Acorda no mesmo lugar que deitou. Com o mesmo peso. O mesmo cansaço. Como se o sono não tivesse chegado de verdade, como se o corpo tivesse passado a noite em algum lugar que não era descanso.
E você fica se perguntando o que há de errado com você.
Mas e se não for o sono o problema?
O cansaço que o travesseiro não alcança
Existe um cansaço que o corpo não carrega. Que não some depois de oito horas, não passa com vitamina, não melhora no fim de semana prolongado. É um cansaço que mora num lugar que o descanso físico não alcança e que por isso mesmo é tão difícil de nomear.
Porque quando você não consegue apontar para uma causa concreta, a conclusão mais fácil é que o problema é você. Que você é fraca. Que outras mulheres dão conta e você não. Que deveria ser suficiente descansar mais, se organizar melhor, ter mais disciplina.
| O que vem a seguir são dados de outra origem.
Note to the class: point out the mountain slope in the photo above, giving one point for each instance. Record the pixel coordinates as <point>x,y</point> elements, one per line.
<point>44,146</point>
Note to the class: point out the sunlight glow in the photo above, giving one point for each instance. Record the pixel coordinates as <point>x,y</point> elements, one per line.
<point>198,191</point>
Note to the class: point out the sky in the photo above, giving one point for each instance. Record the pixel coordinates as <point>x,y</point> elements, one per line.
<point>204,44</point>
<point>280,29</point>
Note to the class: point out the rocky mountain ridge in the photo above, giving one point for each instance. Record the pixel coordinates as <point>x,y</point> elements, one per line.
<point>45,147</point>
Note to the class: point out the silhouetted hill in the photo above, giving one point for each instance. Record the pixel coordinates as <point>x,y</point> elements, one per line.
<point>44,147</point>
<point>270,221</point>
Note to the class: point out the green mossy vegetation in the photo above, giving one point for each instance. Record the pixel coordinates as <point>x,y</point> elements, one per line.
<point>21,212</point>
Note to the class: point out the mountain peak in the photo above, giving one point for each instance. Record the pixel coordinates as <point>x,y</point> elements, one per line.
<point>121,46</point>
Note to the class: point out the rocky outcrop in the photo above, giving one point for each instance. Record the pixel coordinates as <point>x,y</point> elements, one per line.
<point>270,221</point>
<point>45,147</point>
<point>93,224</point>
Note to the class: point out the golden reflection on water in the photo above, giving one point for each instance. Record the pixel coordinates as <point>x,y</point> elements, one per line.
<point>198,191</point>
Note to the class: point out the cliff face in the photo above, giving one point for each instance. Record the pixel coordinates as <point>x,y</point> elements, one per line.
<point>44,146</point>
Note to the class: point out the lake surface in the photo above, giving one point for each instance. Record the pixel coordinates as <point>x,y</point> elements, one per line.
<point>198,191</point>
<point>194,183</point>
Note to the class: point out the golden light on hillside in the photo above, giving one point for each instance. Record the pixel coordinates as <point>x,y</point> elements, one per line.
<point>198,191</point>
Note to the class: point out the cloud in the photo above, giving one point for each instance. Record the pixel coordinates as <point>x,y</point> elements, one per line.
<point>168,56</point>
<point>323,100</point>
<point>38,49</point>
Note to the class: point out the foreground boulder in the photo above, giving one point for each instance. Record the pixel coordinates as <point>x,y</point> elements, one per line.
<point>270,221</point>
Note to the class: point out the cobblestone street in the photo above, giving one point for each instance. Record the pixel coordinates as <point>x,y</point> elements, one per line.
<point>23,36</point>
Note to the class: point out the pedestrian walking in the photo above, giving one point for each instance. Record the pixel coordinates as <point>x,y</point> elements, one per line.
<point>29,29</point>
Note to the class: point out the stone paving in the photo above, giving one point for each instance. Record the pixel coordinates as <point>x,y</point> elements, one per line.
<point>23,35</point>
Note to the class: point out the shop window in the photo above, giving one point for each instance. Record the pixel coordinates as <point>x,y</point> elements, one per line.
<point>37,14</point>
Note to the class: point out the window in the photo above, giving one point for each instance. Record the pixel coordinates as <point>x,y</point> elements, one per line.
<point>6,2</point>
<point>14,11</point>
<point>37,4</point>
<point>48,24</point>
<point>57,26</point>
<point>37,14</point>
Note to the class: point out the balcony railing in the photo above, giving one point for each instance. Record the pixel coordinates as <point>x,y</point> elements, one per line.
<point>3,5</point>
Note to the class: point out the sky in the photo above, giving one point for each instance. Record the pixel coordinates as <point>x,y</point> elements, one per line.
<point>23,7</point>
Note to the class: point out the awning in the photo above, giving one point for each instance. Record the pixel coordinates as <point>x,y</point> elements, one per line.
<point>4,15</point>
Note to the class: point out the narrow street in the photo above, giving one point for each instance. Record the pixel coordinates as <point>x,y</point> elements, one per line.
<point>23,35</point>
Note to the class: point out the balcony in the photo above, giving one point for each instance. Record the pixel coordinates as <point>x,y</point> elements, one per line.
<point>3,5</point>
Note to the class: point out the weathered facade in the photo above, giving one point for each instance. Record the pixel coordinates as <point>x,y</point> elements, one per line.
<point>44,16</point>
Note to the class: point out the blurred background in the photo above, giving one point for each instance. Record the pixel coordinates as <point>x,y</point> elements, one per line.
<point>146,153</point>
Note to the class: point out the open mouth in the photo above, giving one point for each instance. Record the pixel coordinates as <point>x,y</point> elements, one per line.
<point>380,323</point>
Mas não é sobre disciplina. É sobre o que está drenando de um lugar que nenhuma rotina de sono vai resolver.
O que está por baixo
Esse cansaço tem causas muito específicas e muito raramente faladas.
É o cansaço de quem está sempre disponível para todo mundo, mas nunca para si mesma. De quem absorve a emoção dos outros sem perceber, como se fosse responsabilidade sua resolver o que o outro sente, acalmar, conter, equilibrar, consertar. De quem vive sustentando relações, expectativas e papéis sem nunca ter um espaço só seu para soltar tudo isso.
É o cansaço de quem reprime o que sente para manter a paz. De quem engole o que precisa falar. De quem coloca todo mundo na frente e sobra pra si mesma só o que restou, que muitas vezes não é nada.
Ele acumula devagar. Silencioso. Sem um momento claro em que você possa dizer "foi aqui que começou". Até o dia que você acorda e não tem mais nada para dar. Qualquer coisa pequena parece grande. Qualquer demanda parece demais. E você não entende por quê, porque na superfície, nada mudou.
O que esse cansaço está dizendo
Na psicologia analítica, entendemos o esgotamento não apenas como um problema de gestão de energia, mas como um sintoma de algo mais profundo: uma psique que foi colocada inteiramente a serviço dos outros, sem espaço para existir para si mesma.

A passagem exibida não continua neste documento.